Dr. Brame and Dr. Robinson, co-writers of the grant proposal, initiated their project in the summer of 2004. The project involves using a phosphoproteomics approach to determine substrates of yeast casein kinase 1, an essential enzyme that is conserved from yeast to humans. If successful, the project will identify substrates of this enzyme and will validate a method that has the potential to be useful in many areas of biology.
The Louisiana Board of Regents, a state agency that coordinates all public higher education in Louisiana, has approved support of this project for two years, providing funds in the amount of $66,920.
Along with Dr. Brame’s and Dr. Robinson’s efforts, several students have been contributing to the project. Centenary senior Beth Allen of Bossier City completed a biology honors project related to this work last year, and senior Shelly Kearney of Baton Rouge has been working on the project over the past few months and plans to continue throughout the school year. Two students from LSU-Shreveport have also contributed to this research: Olga Willett, who resides in Greenwood, La. and Eric Fontenot of Lake Charles.
Originally from western Kentucky, Dr. Brame has taught at Centenary for two years, instructing classes in cell biology and genetics. Her research focuses on developing and applying mass spectrometric tools to characterize protein post-translational modifications, chemical modifications of proteins that regulate their function. Dr. Brame earned her bachelor’s in biochemistry/molecular biology from Centre College and her Ph.D. in pharmacology from Vanderbilt University. She did a post-doctoral fellowship at the University of Virginia, where she specialized in biological mass spectrometry and proteomics.

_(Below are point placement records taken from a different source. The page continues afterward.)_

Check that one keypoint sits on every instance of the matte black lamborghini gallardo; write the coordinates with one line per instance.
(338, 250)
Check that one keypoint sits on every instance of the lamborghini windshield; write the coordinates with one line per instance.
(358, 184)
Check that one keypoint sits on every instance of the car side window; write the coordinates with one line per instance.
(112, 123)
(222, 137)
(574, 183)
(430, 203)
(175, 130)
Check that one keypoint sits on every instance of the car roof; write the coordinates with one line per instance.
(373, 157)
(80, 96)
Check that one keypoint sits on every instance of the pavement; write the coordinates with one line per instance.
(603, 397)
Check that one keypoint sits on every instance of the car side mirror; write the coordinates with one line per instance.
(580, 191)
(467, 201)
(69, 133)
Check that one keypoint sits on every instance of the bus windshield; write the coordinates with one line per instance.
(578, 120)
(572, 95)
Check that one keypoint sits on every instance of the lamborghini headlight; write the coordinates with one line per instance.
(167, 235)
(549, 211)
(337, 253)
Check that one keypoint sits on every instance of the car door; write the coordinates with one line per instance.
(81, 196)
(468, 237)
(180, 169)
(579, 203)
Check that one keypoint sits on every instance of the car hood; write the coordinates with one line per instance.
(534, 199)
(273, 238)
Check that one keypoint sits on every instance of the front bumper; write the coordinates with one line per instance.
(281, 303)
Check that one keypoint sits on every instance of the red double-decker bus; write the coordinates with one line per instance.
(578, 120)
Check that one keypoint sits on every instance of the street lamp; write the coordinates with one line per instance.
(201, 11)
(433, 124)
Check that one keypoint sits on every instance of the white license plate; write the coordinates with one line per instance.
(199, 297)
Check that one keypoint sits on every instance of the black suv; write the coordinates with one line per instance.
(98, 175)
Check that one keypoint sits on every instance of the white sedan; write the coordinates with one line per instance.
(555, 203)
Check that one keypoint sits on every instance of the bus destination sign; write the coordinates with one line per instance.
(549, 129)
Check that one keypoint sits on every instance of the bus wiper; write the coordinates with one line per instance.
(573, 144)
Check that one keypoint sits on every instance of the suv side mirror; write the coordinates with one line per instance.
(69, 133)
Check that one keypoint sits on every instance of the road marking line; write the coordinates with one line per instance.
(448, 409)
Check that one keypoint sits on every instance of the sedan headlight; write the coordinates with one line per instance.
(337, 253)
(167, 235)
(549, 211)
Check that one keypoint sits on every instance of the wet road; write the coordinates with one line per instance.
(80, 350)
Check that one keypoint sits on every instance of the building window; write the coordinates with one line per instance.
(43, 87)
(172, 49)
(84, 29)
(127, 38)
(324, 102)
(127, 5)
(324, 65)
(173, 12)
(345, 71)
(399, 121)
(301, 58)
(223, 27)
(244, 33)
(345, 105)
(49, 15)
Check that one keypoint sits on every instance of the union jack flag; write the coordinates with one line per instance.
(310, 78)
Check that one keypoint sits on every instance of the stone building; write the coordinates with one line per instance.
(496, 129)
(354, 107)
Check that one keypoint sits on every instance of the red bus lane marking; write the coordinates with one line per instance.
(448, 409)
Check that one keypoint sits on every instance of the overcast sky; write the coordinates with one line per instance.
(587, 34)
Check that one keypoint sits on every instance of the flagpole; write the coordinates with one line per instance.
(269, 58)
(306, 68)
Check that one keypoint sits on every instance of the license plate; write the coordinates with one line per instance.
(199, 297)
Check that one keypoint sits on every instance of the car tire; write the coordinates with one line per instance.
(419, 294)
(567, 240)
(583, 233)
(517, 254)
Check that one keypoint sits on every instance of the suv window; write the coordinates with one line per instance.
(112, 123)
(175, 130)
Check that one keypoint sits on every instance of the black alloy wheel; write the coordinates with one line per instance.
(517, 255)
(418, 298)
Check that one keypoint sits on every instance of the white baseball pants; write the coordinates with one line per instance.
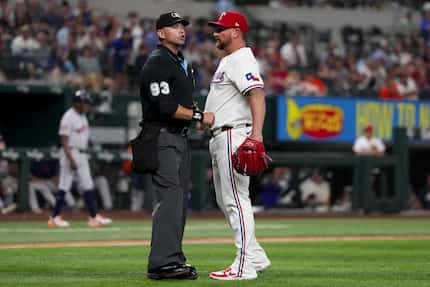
(232, 196)
(83, 174)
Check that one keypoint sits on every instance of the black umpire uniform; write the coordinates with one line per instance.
(166, 82)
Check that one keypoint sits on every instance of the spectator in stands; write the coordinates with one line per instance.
(135, 28)
(35, 11)
(424, 194)
(43, 54)
(388, 90)
(294, 53)
(20, 14)
(271, 189)
(120, 55)
(88, 62)
(61, 62)
(83, 13)
(315, 192)
(91, 38)
(406, 85)
(139, 61)
(276, 76)
(371, 73)
(66, 10)
(425, 21)
(6, 16)
(24, 44)
(368, 144)
(89, 68)
(102, 187)
(52, 17)
(64, 33)
(43, 181)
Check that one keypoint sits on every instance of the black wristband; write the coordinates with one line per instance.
(197, 116)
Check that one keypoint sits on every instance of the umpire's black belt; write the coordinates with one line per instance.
(217, 131)
(183, 131)
(79, 149)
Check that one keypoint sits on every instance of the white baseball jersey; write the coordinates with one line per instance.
(364, 145)
(237, 74)
(75, 126)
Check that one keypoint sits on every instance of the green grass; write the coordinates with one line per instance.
(367, 263)
(335, 263)
(129, 230)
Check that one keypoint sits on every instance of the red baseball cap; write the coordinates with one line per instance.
(231, 19)
(368, 128)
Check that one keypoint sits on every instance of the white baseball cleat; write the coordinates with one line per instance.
(229, 274)
(57, 221)
(99, 221)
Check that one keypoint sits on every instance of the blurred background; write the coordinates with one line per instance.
(332, 70)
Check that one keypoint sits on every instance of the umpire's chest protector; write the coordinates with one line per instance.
(166, 81)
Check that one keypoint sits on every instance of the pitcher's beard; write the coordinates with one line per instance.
(220, 45)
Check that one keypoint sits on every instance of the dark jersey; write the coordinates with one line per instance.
(166, 82)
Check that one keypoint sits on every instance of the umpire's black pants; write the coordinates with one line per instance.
(171, 186)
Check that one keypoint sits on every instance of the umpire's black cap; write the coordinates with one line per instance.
(169, 19)
(82, 96)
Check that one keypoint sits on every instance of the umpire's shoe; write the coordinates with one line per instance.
(173, 271)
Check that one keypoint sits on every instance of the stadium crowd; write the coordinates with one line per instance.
(57, 43)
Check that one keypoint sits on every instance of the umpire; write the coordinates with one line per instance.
(166, 88)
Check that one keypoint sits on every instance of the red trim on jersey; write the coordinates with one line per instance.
(244, 92)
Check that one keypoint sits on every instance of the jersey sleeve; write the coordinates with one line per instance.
(245, 73)
(158, 80)
(65, 126)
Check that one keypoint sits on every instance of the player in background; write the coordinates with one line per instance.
(237, 98)
(74, 132)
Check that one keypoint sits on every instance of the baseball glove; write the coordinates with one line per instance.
(251, 158)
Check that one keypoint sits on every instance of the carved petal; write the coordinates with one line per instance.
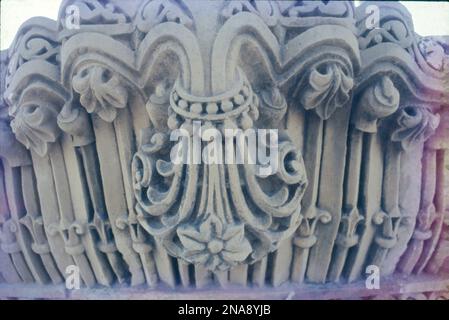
(327, 90)
(100, 92)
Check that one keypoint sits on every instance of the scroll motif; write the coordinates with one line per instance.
(35, 126)
(217, 225)
(328, 89)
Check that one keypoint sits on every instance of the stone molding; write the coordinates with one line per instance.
(86, 115)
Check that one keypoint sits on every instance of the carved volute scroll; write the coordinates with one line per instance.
(115, 153)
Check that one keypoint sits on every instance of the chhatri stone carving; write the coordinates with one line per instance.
(114, 158)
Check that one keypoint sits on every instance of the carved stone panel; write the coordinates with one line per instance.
(216, 143)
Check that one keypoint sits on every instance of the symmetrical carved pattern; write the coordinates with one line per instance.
(114, 155)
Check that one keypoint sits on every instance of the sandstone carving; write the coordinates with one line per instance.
(91, 118)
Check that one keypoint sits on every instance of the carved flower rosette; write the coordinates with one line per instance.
(215, 212)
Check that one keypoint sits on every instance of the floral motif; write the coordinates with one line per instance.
(35, 127)
(435, 53)
(415, 125)
(215, 245)
(378, 101)
(328, 89)
(101, 91)
(159, 11)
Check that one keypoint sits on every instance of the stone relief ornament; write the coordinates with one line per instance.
(100, 91)
(201, 144)
(206, 231)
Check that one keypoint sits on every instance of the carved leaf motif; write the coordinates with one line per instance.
(95, 12)
(265, 9)
(327, 90)
(35, 127)
(415, 125)
(318, 8)
(101, 92)
(378, 101)
(215, 245)
(435, 53)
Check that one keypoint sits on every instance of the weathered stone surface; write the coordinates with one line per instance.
(87, 178)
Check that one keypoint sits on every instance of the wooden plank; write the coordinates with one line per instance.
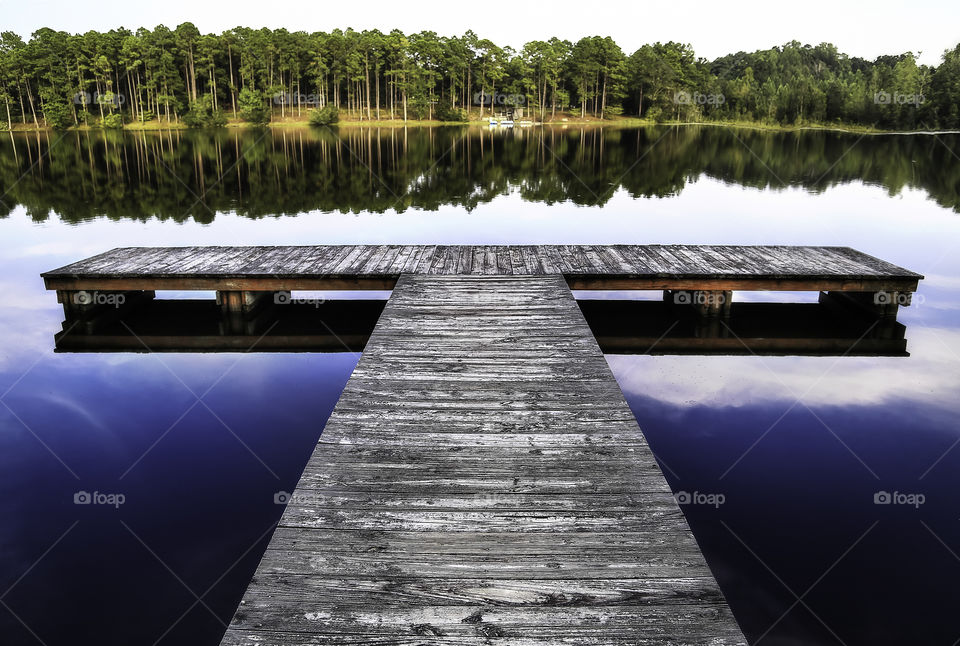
(716, 262)
(482, 478)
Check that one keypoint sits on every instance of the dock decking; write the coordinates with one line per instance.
(701, 267)
(482, 480)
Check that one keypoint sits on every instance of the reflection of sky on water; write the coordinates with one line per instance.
(202, 496)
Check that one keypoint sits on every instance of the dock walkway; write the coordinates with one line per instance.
(482, 480)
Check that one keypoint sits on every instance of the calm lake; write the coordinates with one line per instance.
(197, 445)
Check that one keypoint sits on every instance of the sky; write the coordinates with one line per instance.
(925, 27)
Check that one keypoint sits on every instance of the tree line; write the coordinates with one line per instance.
(194, 174)
(180, 75)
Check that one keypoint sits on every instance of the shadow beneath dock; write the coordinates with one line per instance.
(620, 326)
(810, 329)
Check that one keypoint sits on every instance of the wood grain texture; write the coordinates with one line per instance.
(623, 261)
(482, 481)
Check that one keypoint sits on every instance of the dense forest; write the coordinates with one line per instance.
(185, 77)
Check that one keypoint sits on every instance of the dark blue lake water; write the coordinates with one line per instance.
(193, 447)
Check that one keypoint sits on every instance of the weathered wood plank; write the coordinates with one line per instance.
(482, 478)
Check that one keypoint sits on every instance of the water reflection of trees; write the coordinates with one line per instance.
(193, 175)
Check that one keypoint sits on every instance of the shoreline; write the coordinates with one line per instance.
(626, 122)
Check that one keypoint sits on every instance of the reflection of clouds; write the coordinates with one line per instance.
(930, 376)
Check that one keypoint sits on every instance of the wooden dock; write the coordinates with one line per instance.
(481, 479)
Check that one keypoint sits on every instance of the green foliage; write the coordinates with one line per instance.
(325, 116)
(368, 74)
(57, 113)
(252, 106)
(112, 121)
(203, 115)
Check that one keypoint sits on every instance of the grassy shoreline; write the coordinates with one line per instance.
(302, 122)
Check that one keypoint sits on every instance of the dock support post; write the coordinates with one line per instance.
(239, 308)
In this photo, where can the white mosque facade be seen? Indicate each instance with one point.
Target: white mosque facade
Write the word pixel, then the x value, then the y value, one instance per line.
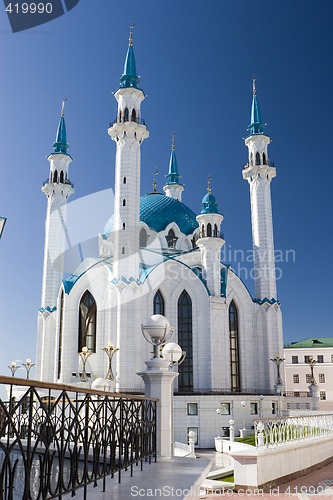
pixel 157 256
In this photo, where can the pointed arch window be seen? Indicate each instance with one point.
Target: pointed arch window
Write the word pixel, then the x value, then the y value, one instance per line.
pixel 234 347
pixel 171 239
pixel 87 322
pixel 158 305
pixel 61 322
pixel 185 379
pixel 143 238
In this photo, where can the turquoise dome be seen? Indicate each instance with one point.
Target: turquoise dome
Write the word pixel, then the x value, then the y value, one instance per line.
pixel 209 204
pixel 158 211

Dr. Robinson, originally from Maryland, obtained a Ph.D. in molecular and cellular biology from the University of Pennsylvania in 1989 and moved to the LSU Health Sciences Center Department of Biochemistry in 1993 after a post-doctoral fellowship in genetics at the University of Wisconsin, Madison. Her research has focused on the lipid modification, subcellular trafficking and biological functions of an essential pair of casein kinase 1 protein kinases in yeast, Yck1 and Yck2.